La politique commerciale que l'Union européenne a développée sur la base d'accords bilatéraux avec ses principaux partenaires, y compris les États-Unis, est aujourd'hui le seul et le meilleur moyen de développer ces règles, notamment en matière sociale ou environnementale, a fortiori si l'on songe que l'économie européenne et l'économie américaine pèsent ensemble plus de 40 % de l'économie mondiale.

C'est la raison pour laquelle, en octobre 2015, la Commission européenne a pris l'initiative de proposer aux Américains d'introduire dans les négociations transatlantiques un chapitre sur le développement durable, qui couvre à la fois les questions sociales et les questions environnementales, et comporte également des dispositions horizontales relatives à la responsabilité des entreprises. J'invite chacun à lire ce chapitre, librement accessible, depuis six mois, sur le site internet de la Commission européenne. En la matière, les documents publiés par Greenpeace n'apportent strictement rien de nouveau, et je signale ici, madame la présidente, que nous avons obtenu l'an dernier des Américains le droit de mettre à disposition de tous les parlementaires européens et nationaux les textes consolidés des négociations, que nous avons fait parvenir à l'ensemble des administrations nationales.

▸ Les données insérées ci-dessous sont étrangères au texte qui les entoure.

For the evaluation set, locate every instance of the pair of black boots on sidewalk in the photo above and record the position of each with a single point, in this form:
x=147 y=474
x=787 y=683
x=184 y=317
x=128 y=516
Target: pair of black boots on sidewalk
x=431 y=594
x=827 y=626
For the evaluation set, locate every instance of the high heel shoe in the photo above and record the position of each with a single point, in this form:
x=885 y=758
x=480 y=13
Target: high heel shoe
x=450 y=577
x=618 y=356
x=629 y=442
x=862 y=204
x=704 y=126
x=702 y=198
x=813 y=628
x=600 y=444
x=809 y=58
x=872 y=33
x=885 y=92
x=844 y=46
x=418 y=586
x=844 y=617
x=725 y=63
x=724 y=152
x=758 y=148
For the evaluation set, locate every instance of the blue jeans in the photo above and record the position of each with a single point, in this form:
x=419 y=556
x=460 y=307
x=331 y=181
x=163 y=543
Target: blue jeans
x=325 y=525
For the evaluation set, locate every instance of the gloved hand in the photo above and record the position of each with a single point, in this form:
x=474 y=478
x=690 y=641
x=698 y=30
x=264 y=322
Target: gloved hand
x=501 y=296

La proposition européenne en matière de développement durable s'organise autour de trois piliers. Le pilier domestique, d'abord, affirme le droit des États à réguler et réclame en la matière des engagements explicites et contraignants, notamment en matière de protection des investissements. Nous demandons un haut niveau de protection en matière environnementale et la possibilité pour chaque pays d'appliquer sa législation environnementale sans que les mesures visant à attirer des investissements internationaux ou à favoriser le commerce puissent diminuer le niveau de protection de l'environnement : pas de nivellement par le bas.

Le second pilier, qui concerne la coopération et la gouvernance mondiale en matière d'environnement rappelle que l'Union européenne est partie à plus d'une cinquantaine d'accords multilatéraux, qui portent notamment sur le changement climatique ou la biodiversité. Il s'agit de défendre la mise en oeuvre effective de ces accords multilatéraux et d'organiser le soutien mutuel que l'Europe et les États-Unis peuvent s'apporter sur ces sujets.

Le troisième pilier enfin porte sur les mesures à prendre en matière de coopération bilatérale pour protéger la biodiversité, les espèces en danger ou la pêche, et sécuriser le transport de déchets ou de produits chimiques dangereux.

Sans pouvoir développer l'ensemble des éléments sur lesquels portent les négociations, je conclurais en soulignant que deux points sont encore absents de la proposition européenne : d'une part le changement climatique, domaine dans lequel, à partir des résultats de la COP21, nous souhaitons pousser plus loin la coopération entre l'Europe et les États-Unis, qu'il s'agisse de l'efficacité énergétique ou des énergies renouvelables ; d'autre part, les mécanismes de mise en oeuvre des accords, qui doivent être améliorés, en particulier dans le domaine social et environnemental, si nous voulons que ces derniers ne restent pas lettre morte mais soient effectivement appliqués.